Les médias nous parlent des coalitions gouvernementales d’autres pays uniquement lorsqu’elles prennent fin et mènent à des élections, ce qui modifie notre vision. Lorsque le vote est réparti entre plusieurs partis, sans que l’un d’eux n’obtienne la majorité des appuis, c’est parce qu’aucun n’obtient le mandat de gouverner seul. Voir une anomalie dans le respect de l’appui populaire en dit long sur la culture politique à laquelle ces messieurs tiennent tant. Un gouvernement de coalition est plus fort, dans ses affaires internes comme face aux autres gouvernements, parce qu’il compte sur l’appui populaire accordé à 2 partis et qu’il représente 50% et plus des votes comme des sièges. Les ministres étant alors issus de plus d’un parti, les décisions peuvent obtenir une adhésion plus large que si le gouvernement est majoritaire ou minoritaire.

Les injustices causées par la non concordance entre votes et sièges peuvent susciter différents niveaux d’indignation, mais d’y voir une force, comme le font ces tenants du statu quo est ahurissant.
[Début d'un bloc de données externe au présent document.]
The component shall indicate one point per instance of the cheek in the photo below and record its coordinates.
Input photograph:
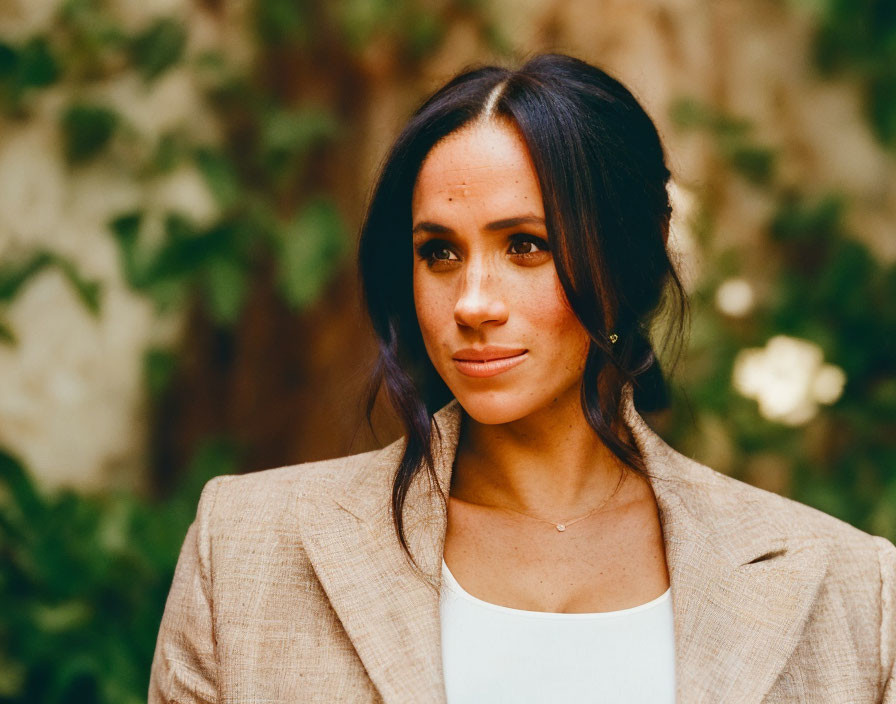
(557, 327)
(432, 309)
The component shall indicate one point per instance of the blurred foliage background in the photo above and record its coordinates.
(181, 183)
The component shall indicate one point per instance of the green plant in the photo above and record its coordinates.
(83, 583)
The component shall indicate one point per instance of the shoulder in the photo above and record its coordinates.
(274, 496)
(747, 513)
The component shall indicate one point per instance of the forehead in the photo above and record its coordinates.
(484, 166)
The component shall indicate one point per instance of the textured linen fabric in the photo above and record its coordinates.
(291, 587)
(493, 654)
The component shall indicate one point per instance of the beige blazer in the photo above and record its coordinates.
(291, 587)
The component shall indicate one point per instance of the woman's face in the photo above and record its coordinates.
(484, 277)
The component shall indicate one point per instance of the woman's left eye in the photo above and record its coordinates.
(530, 240)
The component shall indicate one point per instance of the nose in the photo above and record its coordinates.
(480, 300)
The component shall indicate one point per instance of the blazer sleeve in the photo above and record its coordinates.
(184, 666)
(887, 556)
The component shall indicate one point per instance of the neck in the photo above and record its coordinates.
(550, 463)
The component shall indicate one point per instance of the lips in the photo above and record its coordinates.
(487, 353)
(491, 361)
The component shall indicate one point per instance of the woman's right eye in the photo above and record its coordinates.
(435, 251)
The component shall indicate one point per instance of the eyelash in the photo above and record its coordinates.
(428, 248)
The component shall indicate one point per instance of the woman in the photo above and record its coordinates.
(532, 539)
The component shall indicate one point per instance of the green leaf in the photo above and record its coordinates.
(282, 21)
(7, 336)
(88, 290)
(225, 287)
(310, 249)
(37, 65)
(288, 134)
(126, 231)
(220, 175)
(87, 130)
(159, 47)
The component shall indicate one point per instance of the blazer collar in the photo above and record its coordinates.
(741, 595)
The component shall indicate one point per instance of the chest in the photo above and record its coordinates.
(608, 562)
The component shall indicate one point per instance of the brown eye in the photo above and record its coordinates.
(528, 246)
(435, 251)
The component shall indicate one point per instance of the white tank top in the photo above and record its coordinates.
(493, 654)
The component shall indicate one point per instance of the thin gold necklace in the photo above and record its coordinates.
(565, 524)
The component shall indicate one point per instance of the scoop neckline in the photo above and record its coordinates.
(453, 585)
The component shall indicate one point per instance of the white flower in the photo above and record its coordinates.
(788, 379)
(735, 297)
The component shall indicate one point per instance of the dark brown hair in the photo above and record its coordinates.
(603, 178)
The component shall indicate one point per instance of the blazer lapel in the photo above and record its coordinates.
(389, 611)
(740, 595)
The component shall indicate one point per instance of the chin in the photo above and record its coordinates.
(493, 407)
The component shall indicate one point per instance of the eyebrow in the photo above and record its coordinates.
(503, 224)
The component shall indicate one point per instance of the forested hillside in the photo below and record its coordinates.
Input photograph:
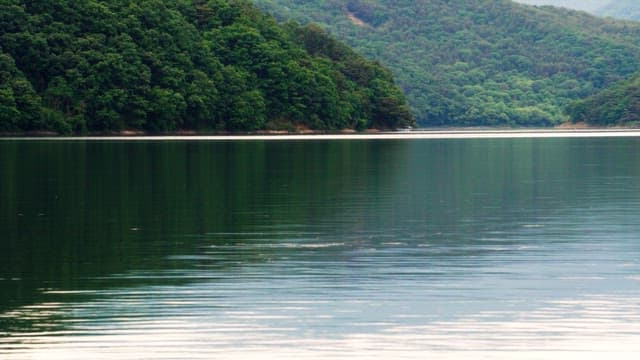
(483, 62)
(584, 5)
(160, 65)
(617, 105)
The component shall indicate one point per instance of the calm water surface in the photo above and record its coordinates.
(446, 249)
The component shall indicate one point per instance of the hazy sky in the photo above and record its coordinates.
(586, 5)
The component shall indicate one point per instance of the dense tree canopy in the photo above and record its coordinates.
(617, 105)
(158, 65)
(481, 62)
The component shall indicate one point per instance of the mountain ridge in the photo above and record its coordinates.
(158, 66)
(487, 62)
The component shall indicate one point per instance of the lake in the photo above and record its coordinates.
(524, 248)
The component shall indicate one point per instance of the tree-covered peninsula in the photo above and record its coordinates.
(481, 62)
(75, 66)
(618, 105)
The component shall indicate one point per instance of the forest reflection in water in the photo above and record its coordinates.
(330, 249)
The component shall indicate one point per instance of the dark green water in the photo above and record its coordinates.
(319, 249)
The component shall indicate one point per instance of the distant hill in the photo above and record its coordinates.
(483, 62)
(584, 5)
(617, 105)
(157, 65)
(623, 9)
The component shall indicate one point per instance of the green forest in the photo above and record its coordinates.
(483, 62)
(78, 66)
(616, 105)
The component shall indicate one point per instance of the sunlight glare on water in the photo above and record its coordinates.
(404, 249)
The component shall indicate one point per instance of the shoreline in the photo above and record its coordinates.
(459, 133)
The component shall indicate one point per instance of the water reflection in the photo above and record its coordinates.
(454, 248)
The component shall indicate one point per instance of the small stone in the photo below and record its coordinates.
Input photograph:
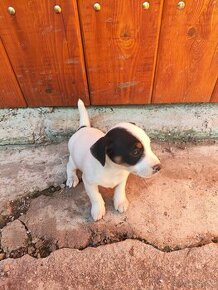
(6, 268)
(14, 236)
(31, 250)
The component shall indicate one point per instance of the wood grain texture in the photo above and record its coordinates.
(45, 51)
(10, 93)
(187, 64)
(120, 44)
(214, 97)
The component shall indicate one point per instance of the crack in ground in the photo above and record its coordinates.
(42, 247)
(16, 208)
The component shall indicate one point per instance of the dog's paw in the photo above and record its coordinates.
(98, 211)
(121, 205)
(72, 182)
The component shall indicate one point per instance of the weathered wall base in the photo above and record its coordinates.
(48, 125)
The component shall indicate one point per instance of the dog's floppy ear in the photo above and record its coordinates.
(98, 150)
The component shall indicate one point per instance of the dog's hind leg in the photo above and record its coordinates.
(72, 179)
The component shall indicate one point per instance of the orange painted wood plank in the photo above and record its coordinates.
(45, 50)
(214, 97)
(120, 44)
(10, 93)
(187, 64)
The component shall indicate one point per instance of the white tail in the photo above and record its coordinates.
(84, 117)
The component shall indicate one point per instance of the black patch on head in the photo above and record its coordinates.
(120, 146)
(123, 147)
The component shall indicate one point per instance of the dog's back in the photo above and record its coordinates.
(82, 140)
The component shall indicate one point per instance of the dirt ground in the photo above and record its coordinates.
(167, 239)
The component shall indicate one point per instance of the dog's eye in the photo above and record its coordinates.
(136, 152)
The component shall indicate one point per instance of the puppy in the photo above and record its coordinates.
(108, 159)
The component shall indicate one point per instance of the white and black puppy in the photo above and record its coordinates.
(107, 160)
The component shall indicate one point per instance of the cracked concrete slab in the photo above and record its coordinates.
(29, 169)
(175, 209)
(125, 265)
(174, 212)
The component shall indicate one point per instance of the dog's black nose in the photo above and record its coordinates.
(156, 167)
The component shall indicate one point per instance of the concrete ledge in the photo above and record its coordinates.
(46, 125)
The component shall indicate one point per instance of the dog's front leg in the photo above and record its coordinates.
(98, 207)
(120, 201)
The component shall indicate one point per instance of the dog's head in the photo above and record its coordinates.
(128, 146)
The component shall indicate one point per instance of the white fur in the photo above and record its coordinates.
(110, 175)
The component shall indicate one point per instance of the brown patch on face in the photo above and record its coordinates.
(118, 159)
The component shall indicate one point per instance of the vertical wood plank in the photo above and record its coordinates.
(214, 97)
(10, 93)
(187, 65)
(120, 44)
(45, 51)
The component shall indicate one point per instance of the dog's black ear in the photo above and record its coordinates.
(98, 150)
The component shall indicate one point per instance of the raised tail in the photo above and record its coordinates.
(84, 117)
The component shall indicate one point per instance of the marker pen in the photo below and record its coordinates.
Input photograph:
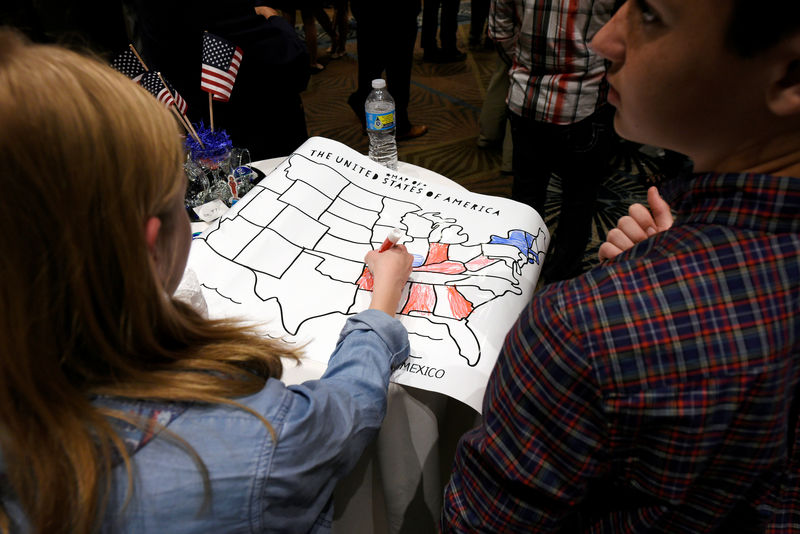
(391, 240)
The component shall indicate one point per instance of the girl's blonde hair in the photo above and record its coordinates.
(86, 157)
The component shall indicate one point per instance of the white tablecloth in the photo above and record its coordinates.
(398, 483)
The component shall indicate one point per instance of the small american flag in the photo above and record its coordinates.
(153, 83)
(129, 65)
(221, 60)
(180, 103)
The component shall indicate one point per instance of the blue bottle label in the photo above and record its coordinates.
(380, 121)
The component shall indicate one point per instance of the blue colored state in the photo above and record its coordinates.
(520, 239)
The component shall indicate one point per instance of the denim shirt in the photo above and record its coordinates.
(258, 484)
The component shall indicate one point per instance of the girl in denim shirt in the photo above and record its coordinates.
(121, 408)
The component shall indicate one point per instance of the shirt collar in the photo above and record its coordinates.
(759, 202)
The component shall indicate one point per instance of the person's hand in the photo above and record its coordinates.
(266, 12)
(637, 226)
(390, 271)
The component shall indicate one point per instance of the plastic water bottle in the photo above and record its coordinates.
(381, 125)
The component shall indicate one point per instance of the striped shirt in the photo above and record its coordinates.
(554, 75)
(655, 393)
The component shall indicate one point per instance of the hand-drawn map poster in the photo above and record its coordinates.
(290, 256)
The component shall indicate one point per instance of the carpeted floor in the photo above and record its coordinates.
(448, 99)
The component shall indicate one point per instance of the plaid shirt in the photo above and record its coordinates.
(655, 393)
(555, 77)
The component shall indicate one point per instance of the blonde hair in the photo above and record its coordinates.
(86, 157)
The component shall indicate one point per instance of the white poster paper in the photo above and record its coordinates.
(289, 256)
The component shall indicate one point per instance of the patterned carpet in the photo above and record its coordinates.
(448, 98)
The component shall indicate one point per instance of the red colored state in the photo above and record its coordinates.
(459, 305)
(447, 267)
(438, 261)
(366, 281)
(421, 298)
(437, 253)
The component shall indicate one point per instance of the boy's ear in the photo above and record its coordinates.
(783, 97)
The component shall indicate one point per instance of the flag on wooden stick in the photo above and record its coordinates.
(221, 60)
(129, 64)
(152, 82)
(180, 103)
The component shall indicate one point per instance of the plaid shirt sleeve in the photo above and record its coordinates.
(528, 464)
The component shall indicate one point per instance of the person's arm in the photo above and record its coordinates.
(503, 28)
(638, 225)
(540, 444)
(390, 271)
(328, 422)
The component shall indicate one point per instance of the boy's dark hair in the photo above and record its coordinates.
(756, 26)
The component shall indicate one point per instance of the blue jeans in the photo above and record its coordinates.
(579, 154)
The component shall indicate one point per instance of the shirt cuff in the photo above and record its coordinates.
(390, 330)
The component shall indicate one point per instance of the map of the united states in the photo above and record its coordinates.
(312, 227)
(289, 258)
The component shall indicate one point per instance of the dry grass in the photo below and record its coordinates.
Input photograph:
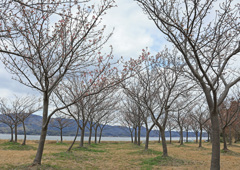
(118, 155)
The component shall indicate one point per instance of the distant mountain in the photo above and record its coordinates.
(34, 122)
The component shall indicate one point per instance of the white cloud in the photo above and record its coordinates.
(133, 30)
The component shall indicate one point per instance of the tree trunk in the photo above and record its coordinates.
(215, 161)
(139, 135)
(15, 133)
(200, 138)
(95, 140)
(131, 136)
(147, 139)
(164, 144)
(181, 136)
(61, 134)
(100, 135)
(196, 134)
(69, 149)
(90, 135)
(82, 136)
(170, 133)
(25, 135)
(224, 141)
(11, 140)
(230, 135)
(135, 136)
(159, 137)
(38, 157)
Que l’on soit d’accord ou non avec les idées politiques des autres, le pluralisme politique est une réalité et aucun agenda politique ni aucune cause ne peut justifier de conserver un système électoral pour favoriser ses idées, au détriment de celles des autres.

 

Mercédez Roberge,autrice de Des élections à réinventer, 2019, Montréal, Éditions Somme toute.